ICICI Bank’s rather subdued numbers for the June 2009 quarter suggest that it could take a while to get back on track. Core profits (net interest income plus fees minus costs minus loan provisions) of the bank were down 65 per cent year-on-year and about 40 per cent sequentially.
If the bank managed to post net profits of Rs 878 crore, it was thanks to capital gains of Rs 700 crore and lower costs; since interest rates are likely to move up, such gains may be hard to come by in the near future.

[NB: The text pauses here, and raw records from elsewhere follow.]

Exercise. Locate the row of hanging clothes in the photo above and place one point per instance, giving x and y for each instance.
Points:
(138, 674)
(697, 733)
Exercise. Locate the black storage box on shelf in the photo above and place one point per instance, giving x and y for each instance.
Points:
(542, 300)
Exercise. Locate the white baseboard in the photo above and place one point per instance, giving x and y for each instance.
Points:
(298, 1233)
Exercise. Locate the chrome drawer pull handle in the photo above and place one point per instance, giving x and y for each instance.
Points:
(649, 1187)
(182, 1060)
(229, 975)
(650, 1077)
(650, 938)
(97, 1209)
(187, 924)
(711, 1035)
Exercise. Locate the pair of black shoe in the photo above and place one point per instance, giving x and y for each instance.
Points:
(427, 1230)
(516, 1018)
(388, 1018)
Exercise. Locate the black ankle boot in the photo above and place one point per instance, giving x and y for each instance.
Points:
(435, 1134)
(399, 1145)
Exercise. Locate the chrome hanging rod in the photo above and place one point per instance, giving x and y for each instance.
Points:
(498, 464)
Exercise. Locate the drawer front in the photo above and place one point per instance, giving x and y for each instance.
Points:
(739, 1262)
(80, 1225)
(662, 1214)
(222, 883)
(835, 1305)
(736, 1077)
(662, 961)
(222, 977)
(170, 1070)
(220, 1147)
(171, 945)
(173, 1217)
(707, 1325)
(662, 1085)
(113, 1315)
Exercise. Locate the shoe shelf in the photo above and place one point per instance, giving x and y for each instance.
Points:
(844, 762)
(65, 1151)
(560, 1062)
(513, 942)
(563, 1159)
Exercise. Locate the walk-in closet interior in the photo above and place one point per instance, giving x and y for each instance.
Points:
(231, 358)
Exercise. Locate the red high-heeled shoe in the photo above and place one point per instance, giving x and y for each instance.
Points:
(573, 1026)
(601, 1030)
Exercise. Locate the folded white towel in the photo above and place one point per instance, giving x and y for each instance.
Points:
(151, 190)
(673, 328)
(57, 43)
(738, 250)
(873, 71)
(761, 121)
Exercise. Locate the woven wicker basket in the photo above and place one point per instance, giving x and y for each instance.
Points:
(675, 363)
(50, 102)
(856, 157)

The bank was earning an NIM of around 3 per cent on the domestic book, thanks to a high share of high-yielding assets. But it is unlikely to expand meaningfully this year with the loan book likely to see marginal growth.
While there was a reduction in restructured loans during the quarter — the bank restructured around Rs 1,400 crore worth of loans — and a large quantum of loans was also upgraded, analysts point out that the impaired loan ratio for the bank remains somewhere around 8.5-9 per cent.
That is not low and suggests that the cost of credit will remain high. New gross non performing loans (NPL) during the quarter were about Rs 1,300 crore and analysts estimate that about 5-6 per cent of the loan book was impaired at a gross level during the quarter on an annualised basis.
Also, while the bank provided a fairly large amount of money for bad loans, coverage wasn’t quite up to the mark. Unless, loan growth picks up later in the year, the asset book may be higher by just about 3-4 per cent for the year and profits, therefore, unexciting.